A leadership expert says however that those seeking to bolster their chances of negotiating a better package in 2023, should completely change their approach. Instead of waiting until year-end, they should kick off an ongoing conversation from early in the year.
“Contrary to the belief that’s stuck around for most of our working lives, the time to have the promotion and salary increase conversation is not at the end of the year or at the end of salary cycle,” says Debbie Goodman, CEO at Jack Hammer Global, African executive search firm.
“To showcase your value to the organisation and embed the recognition of your positive contribution in the minds of the decision-makers, there needs to be an ongoing self-monitoring of your own achievements, performance, input and contributions throughout the year, and a strategic sharing of that information on an ongoing basis,” she says.
Art of negotiation
In her most recent On Work and Revolution podcast, The Art of Negotiating your Compensation Package, Goodman is in conversation with workplace performance expert Henna Pryor.
They note that questions arising around salary negotiations include: why negotiating salary packages is prickly and awkward (particularly for women), how to overcome the stigma of self-promotion, how to prepare for a salary review conversation, and which elements of a compensation package, besides salary, can be put on the table.
“Keeping track of your contribution and achievements throughout the year isn’t just an important strategy in terms of negotiating the best possible package, but also an invaluable performance management tool so that you can be confident that you are indeed developing in your career,” says Goodman.
“While tracking your performance, you must also cultivate the skill of presenting your accomplishments in an appropriate manner, to the right people at the right time.

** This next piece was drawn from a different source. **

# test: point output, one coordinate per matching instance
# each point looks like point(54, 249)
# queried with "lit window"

That can be a delicate matter and the question of what is appropriate will be unique to each individual and the culture within the organisation. The key though, is to make a constant effort and not try and scramble through your long list of achievements within a limited amount of time when your performance review comes around.
"In fact, that ‘list’ should already have been well-communicated by the time the formal discussion arises, so that that opportunity becomes mostly a formality for sealing the deal.”
Goodman says employees must aim to have an informal performance discussion monthly, but at the very least quarterly.
“You must take the initiative to request a quick 15-minute review call, to ensure you and your manager are on the same page and agreed that you are on track with your KPIs and outputs. In that conversation, do an authentic benchmarking and review of where you are, as well as sharing areas where you outperformed and achieved over and above what is expected,” she says.
Goodman says putting one’s achievements out there on a consistent basis can be very challenging, especially for women, who still have this feeling that “bragging” or self-promotion is distasteful.
“But toning it down is not doing you any favours in the real world. Build this muscle to be able to share your contribution in a subtle yet clear and consistent way. It’s about finding the language and getting comfortable with sharing your accomplishments with the right stakeholders, to demonstrate your value.
“Something that can help to get this process going, is to not just promote yourself, but also others where appropriate. Finding the right tone is an art, but it can be done - and should be done - if you are going to be recognised and acknowledged for your work to the extent that you deserve to be.”